暴力と無秩序が支配した未開の地で生きた西部男の波乱の人生を描く西部劇の、ユーモアとエレジーの心温まる作品です。それはヒューストンとニューマンの信頼関係、監督と役者に留まらない、互いの人間性を認めた上で培った映画への愛で溢れている。それが感じられる優しい映画でした。
テキサスの黄色いバラ
11月29日(金)NHK・BSにて「ロイビーン」を観賞。
50年前に劇場で観て、DVDも持っているが久しぶりに観た。
ポール・ニューマンの西部劇と言えば「明日に向って撃て」だろうが、この「ロイビーン」のポール・ニューマンも中々なのである。
無法者のロイ・ビーン(ポール・ニューマン)はテキサスの荒涼な町にやって来るが、銀行強盗をした金を狙われて殺されそうになり町のメキシコ人の女マリーに助けられる。ビーンを殺そうとした町の悪人共を皆殺しにして、4人のならず者を保安官に雇用して法の下「テキサスとリリーのために」を合い言葉に町の判事として君臨する。そう、ロイ・ビーンは女優リリー・ラングトリー(エバ・ガードナー)が推しなのだ。酒場兼裁判所の壁にもリリーのポスターが貼られている。あるときやって来たならず者が発砲してリリーのポスターに当たると即射殺される。
保安官に捕らえられた悪人を縛り首にして押収した所持品や金を地元に還元し、町は秩序と富を得て栄えて大きくなって行く。
ビーンはマリーに服を買うが、そのまぶしい姿に「酒場の営業中は着るな」
マリーが「私、音の出る箱が欲しい」「箱?オルゴールか。

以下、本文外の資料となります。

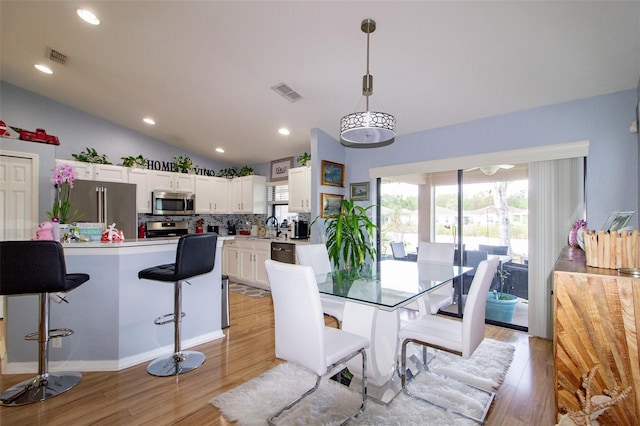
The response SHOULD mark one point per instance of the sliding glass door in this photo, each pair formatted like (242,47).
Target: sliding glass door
(484,212)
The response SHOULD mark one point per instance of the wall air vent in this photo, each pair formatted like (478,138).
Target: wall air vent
(287,92)
(57,57)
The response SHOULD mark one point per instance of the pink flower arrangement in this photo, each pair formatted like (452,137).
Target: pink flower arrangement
(63,177)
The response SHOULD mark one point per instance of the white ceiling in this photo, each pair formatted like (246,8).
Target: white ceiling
(203,69)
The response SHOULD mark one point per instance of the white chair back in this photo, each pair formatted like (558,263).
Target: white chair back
(298,315)
(397,249)
(474,309)
(436,252)
(314,255)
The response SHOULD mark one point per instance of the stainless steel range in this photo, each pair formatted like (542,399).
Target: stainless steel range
(164,229)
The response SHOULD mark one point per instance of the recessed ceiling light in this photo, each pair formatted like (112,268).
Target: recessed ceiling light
(88,16)
(43,68)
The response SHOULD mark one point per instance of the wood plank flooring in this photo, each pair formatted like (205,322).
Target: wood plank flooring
(133,397)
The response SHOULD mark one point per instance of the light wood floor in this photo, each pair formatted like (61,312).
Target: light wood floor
(133,397)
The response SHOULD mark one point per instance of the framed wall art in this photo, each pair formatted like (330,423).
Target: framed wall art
(331,204)
(359,191)
(332,174)
(280,169)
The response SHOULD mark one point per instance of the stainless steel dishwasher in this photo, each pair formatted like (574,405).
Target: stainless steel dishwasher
(283,252)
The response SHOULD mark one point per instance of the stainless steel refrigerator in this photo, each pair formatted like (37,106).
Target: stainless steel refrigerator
(106,203)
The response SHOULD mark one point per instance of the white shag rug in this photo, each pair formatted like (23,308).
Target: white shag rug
(254,401)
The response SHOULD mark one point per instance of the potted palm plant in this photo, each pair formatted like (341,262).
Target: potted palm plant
(500,305)
(350,237)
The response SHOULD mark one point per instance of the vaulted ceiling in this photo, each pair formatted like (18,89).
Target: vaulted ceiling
(204,69)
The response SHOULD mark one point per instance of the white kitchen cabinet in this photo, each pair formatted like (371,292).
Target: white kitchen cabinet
(220,195)
(84,171)
(212,194)
(140,177)
(98,172)
(204,194)
(170,181)
(300,190)
(110,173)
(248,194)
(243,261)
(230,260)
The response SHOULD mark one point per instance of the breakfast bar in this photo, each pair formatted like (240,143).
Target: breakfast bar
(112,314)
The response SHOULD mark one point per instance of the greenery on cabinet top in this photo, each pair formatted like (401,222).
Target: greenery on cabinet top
(181,163)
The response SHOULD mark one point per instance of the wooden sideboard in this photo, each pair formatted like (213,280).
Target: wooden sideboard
(596,321)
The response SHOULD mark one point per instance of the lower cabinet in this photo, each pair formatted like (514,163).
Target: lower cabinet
(243,261)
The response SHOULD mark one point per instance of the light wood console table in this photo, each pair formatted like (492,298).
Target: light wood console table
(596,321)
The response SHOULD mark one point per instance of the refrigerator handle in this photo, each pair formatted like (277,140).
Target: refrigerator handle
(99,201)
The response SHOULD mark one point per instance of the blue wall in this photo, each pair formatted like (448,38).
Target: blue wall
(77,130)
(612,163)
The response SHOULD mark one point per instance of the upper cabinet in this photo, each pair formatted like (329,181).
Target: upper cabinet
(141,178)
(109,173)
(84,171)
(248,194)
(170,181)
(212,194)
(300,190)
(98,172)
(220,195)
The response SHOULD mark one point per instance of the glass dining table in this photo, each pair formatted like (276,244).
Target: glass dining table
(372,299)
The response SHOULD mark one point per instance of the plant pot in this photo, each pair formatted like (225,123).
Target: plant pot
(501,309)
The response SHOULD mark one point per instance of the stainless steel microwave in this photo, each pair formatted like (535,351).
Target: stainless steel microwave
(173,203)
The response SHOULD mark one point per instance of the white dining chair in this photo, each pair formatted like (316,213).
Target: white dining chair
(450,335)
(316,256)
(398,252)
(441,254)
(301,336)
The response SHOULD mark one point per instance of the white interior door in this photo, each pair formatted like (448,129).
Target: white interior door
(18,198)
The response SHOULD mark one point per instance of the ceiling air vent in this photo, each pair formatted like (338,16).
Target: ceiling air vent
(287,92)
(57,57)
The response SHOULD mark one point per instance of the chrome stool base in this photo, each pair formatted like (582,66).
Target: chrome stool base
(175,364)
(39,388)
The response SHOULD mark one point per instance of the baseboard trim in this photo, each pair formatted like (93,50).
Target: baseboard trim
(109,365)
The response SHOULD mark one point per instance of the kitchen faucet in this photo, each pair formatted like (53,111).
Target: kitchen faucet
(275,220)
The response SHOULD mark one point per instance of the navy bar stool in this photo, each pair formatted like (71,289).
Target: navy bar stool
(195,256)
(38,267)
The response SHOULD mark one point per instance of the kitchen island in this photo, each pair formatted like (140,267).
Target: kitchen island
(112,314)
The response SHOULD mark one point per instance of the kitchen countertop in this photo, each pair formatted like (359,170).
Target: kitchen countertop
(276,240)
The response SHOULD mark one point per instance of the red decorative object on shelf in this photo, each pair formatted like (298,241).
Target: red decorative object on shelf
(40,135)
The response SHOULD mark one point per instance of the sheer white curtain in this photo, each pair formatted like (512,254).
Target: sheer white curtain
(556,201)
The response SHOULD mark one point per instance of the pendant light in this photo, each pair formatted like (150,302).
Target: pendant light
(367,129)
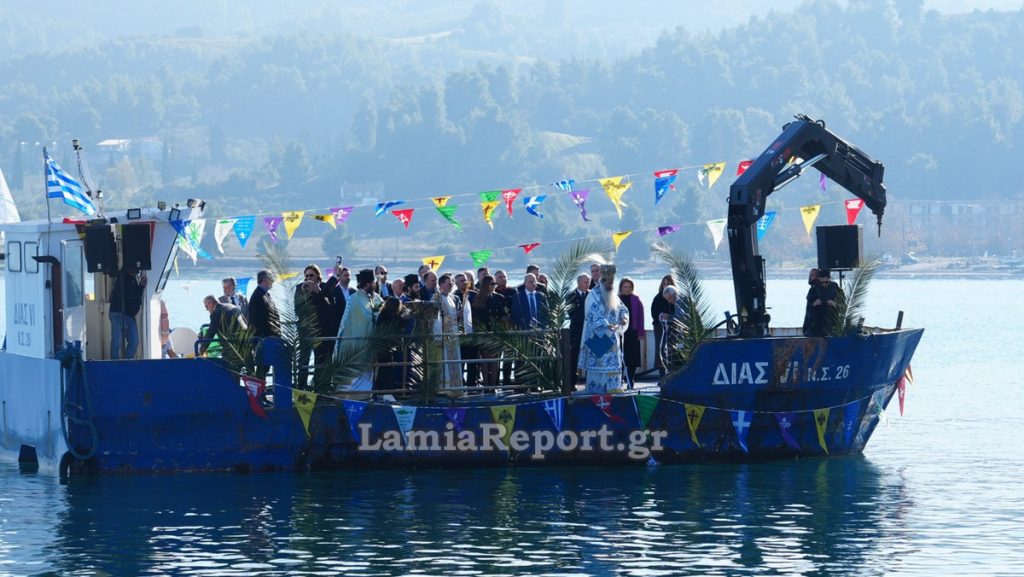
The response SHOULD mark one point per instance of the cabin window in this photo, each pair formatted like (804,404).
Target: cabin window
(14,256)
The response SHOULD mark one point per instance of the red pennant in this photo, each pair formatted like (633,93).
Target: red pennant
(853,207)
(404,216)
(254,389)
(509,195)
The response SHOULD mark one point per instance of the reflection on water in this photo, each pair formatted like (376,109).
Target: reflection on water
(838,516)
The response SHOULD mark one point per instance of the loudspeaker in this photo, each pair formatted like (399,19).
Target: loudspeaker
(100,250)
(135,247)
(841,247)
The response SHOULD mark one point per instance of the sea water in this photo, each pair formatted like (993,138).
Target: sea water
(937,491)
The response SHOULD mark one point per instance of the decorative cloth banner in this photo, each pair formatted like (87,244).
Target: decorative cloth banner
(504,415)
(353,412)
(509,196)
(617,238)
(404,216)
(292,220)
(531,204)
(244,229)
(614,188)
(663,182)
(717,231)
(809,214)
(712,171)
(304,403)
(382,206)
(254,390)
(480,257)
(270,223)
(220,230)
(853,207)
(580,199)
(764,222)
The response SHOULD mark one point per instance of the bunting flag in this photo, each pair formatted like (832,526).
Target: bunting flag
(663,182)
(449,213)
(764,222)
(617,238)
(220,230)
(404,216)
(531,204)
(820,423)
(292,220)
(614,188)
(480,257)
(504,415)
(382,206)
(693,415)
(645,405)
(853,207)
(810,214)
(509,195)
(663,231)
(244,229)
(353,412)
(712,172)
(458,416)
(785,421)
(434,261)
(555,409)
(270,223)
(580,199)
(741,422)
(254,390)
(304,402)
(717,231)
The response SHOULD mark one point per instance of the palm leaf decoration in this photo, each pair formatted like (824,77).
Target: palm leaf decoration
(699,324)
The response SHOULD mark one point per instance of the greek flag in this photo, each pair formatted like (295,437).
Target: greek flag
(60,184)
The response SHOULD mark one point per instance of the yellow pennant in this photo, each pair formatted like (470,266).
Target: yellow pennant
(434,261)
(504,415)
(614,188)
(292,220)
(810,214)
(488,209)
(693,415)
(617,238)
(820,422)
(304,403)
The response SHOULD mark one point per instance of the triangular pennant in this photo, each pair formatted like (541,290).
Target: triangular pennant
(820,423)
(505,416)
(614,188)
(353,413)
(304,402)
(404,216)
(717,228)
(509,196)
(617,238)
(764,222)
(292,220)
(555,409)
(810,214)
(663,181)
(853,207)
(741,422)
(254,390)
(693,415)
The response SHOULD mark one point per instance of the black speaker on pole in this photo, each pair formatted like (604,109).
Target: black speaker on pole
(135,247)
(100,250)
(841,247)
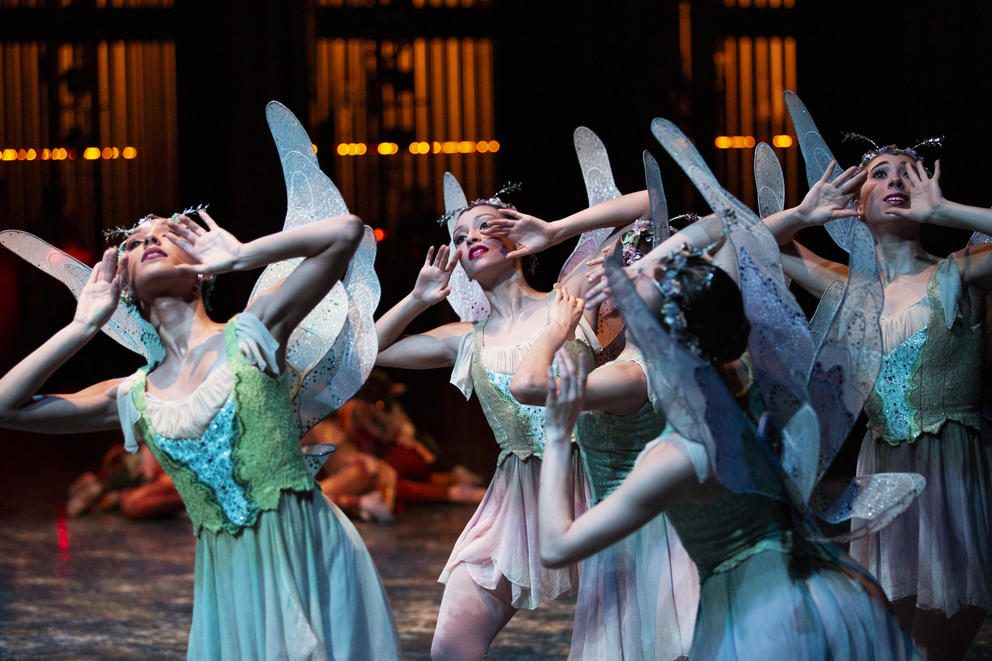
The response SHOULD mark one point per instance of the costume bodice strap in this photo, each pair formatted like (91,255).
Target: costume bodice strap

この曲が良いな」
ビーンは「テキサスの黄色いバラ」を口ずさんでプロポーズ?「あの家は隙間風で寒いから俺と一緒に住め」彼流の精一杯の思いやりとプロポーズの言葉だった。
山からやって来た山親父(ジョン・ヒューストン監督)が熊を残していきビーンとマリーは番犬ならぬ番熊として飼う。熊と一緒にブランコやシーソーに乗って遊ぶビーンとマリー。
ここで流れるアンディ・ウイリアムスの歌う主題歌はアカデミー賞主題歌賞にノミネート(受賞は「ポセイドンアドベンチャー」のモーニング・アフター)。
脚本のジョン・ミリアスは、このシーンに主題歌を流したのが気に入らなかったらしい。
ロイビーンをよく思わない弁護士ガス(ロディ・マクドウォール)がビーンを暗殺しようとするが、殺し屋は番熊にやられる。しかし、熊も撃たれて死んでしまう。
町は発展を続け、鉄道も通る。
マリーが妊娠し出産が迫る頃、リリー・ラングトリーが公演でサンアントニオにやって来る。マリーの後押しもあり、うれしそうにカタログで燕尾服を取り寄せサンアントニオまで嬉々としてリリーの生の舞台を観に行くビーン。バラの花束を抱えて劇場まで行ったがチケットは2日前に完売、劇場にも入れない。控え室に入れてやるという男に騙され有り金を巻き上げられてしまう。結局、リリー・ラングトリーに会う事は出来ない。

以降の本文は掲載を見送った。